告白

 うるさいなぁ……。
 居酒屋にかかってる時計の針をじっと見つめながら塔矢アキラは 心の中で呟く。
 こういう付き合いは、あんまり好きじゃない。
 表面上愛想笑いを浮かべられるだけの忍耐力は、子どもの頃から 養ってきてるけど。
「とーやっ!」
 コップをゆらゆらと振っていると突然肩に腕が回ってきた。 そして次の瞬間、コップになみなみとビールが注がれる。
「なんだぁ、塔矢。一人で何やってんだよー」
 ビール瓶片手に赤い顔した進藤ヒカルが言う。 そういえば、彼と飲むのは初めてだった。
 塔矢はビールの注がれたコップに視線を落とす。
 これにはさっきまで酎ハイが入っていたはずだが。 飲みきってなかった気もするが。更にまだ溶けてない氷が からからと音を立てていたのだが。
「……」
 塔矢は無言でそのコップをあおった。
 自分も、酔ってるのかもしれない。
「お、何だよお前飲めるじゃん」
 当たり前だ。一体自分のコップは何杯目だと思っているのか。
 顔には出ないから気付かれにくいが、多分進藤よりも 飲んでいる。帰りがかなり心配だ。まあそれはタクシーでも拾えばいい のだが。
「お前さぁ、飲み会ん時とかいつもこうなの?」
 一人で黙々と飲んでてさ。誰かとしゃべろうとか思わない?
「別に。碁の話ならちゃんと乗るさ」
 それ以外の話なら、興味ない。
 そう言い捨ててまた、コップをあおった。注いでくる進藤は コップを持ってない。右腕はまだ塔矢の肩にかけられたままだった。
「じゃあさ、碁の話しねぇ?」
 ふ、と思わず顔を上げる。その素直過ぎる反応に進藤が笑い、 さすがに塔矢も、自分自身に苦笑いをした。
「ちょっと待ってろ」
 進藤はそう言うと立ち上がり、自分の荷物の場所へと 歩いていった。途中他の人物に声をかけられてるのが見えたが、 進藤は軽く手を振って交わしている。
 自分よりも、慣れているのかもしれない。
 互いにまだ未成年なのだが。
 進藤は荷物を漁り直ぐに目当てのものを見つけると、途中の テーブルでビール瓶とコップを手に、自分の元へ 戻ってきた。
 どかっ、と今度は塔矢の正面に座るとテーブルの上に並べられた 食器類を乱暴に寄せていく。
「どうせだからやろうぜ」
 かちゃ、と軽い音と共に置かれたのは携帯用マグネット式の 碁盤だった。
 成る程。
 ごちゃごちゃに入ってる碁石を分けながら、こんなときでも こんなものを持ち歩いてる進藤に、本当に囲碁馬鹿だと感じる。
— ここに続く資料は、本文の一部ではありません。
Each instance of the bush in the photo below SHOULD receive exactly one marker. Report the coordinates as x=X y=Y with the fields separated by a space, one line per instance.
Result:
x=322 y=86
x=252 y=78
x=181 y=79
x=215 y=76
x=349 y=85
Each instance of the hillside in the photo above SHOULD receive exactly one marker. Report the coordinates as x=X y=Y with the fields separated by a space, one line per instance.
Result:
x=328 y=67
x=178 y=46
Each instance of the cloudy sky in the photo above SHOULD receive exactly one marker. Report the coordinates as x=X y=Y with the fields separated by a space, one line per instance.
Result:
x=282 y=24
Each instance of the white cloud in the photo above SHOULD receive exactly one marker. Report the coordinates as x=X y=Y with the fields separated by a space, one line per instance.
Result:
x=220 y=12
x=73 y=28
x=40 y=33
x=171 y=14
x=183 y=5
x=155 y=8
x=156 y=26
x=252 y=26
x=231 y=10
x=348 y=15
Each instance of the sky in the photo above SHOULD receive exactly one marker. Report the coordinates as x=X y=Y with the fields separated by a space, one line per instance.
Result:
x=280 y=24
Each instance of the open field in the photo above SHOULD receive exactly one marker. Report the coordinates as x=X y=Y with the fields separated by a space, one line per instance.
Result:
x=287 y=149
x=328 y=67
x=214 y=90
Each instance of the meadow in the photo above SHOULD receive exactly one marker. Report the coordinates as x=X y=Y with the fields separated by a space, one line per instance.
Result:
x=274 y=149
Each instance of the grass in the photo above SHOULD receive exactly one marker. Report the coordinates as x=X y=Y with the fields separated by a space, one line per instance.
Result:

 そう言うといつも持ち歩いてるわけじゃない、誰かとやれそうな 時だけだ、と返された。
 では、それは自分だったのか。
 この状況を予想していたわけではあるまいが。
「よし、じゃ、おれからな」
 ジャンケンで黒を取った進藤がぱちり、と独特の音を 立てて石(というか磁石だ)を置いていく。勿論互先。 反射的に時計を 見ると、8時丁度だった。
「なあ塔矢」
「何だ」
「前にさ、お前が聞いてきたこと覚えてる?」
「?聞いたことならいくらでもあるだろう?」
「そうじゃなくてっ!おれが答えてないことあるだろう」
 ばちっ、と今度は乱暴な音を立てた。
 ふと、そこで漸く気付く。
 この形……。
 まだ3手目。だが、何度も、何度も打った碁。
 ぱち。
 塔矢の手が、4手目を打った。
「覚えてるよな」
「忘れるわけがない」
 進藤との、2度目の勝負。
 完璧に、完全に打ち負かされたあの日。
「あれがおれじゃないって言ったら……信じる?」
「は?」
 真剣な声音に思わず大きな声が出る。だが目を合わせたヒカルはにへら、と だらしなく笑った。
 冗談か。いや、酔っているだけか。
「……もし」
「ん?」
「もし、あの時言われたなら信じたかもしれないな」
 進藤に、絶望した日。
「あー……あれね」
 進藤は笑いながらまた、次の手を打つ。酔いのせいか、それとも磁石の碁石を 使っているせいか、いつもより手つきが拙い。それが、余計にあの頃のことを 思い出させた。
「あっちは、確かにおれが打ったもんな」
「……?」
「うん。あの頃はお前があいつしか見てなくて悔しかった」
「あいつ?」
「それでもあいつがいたから、お前がおれを見てくれて、おれがお前を見ることになったん だな」
「進藤?」
 ぱちっ、進藤はそれ以上続けず次の手を打つ。既に、手順は以前の碁とは 違う。当然だ。以前の通りに打てばこちらが負ける。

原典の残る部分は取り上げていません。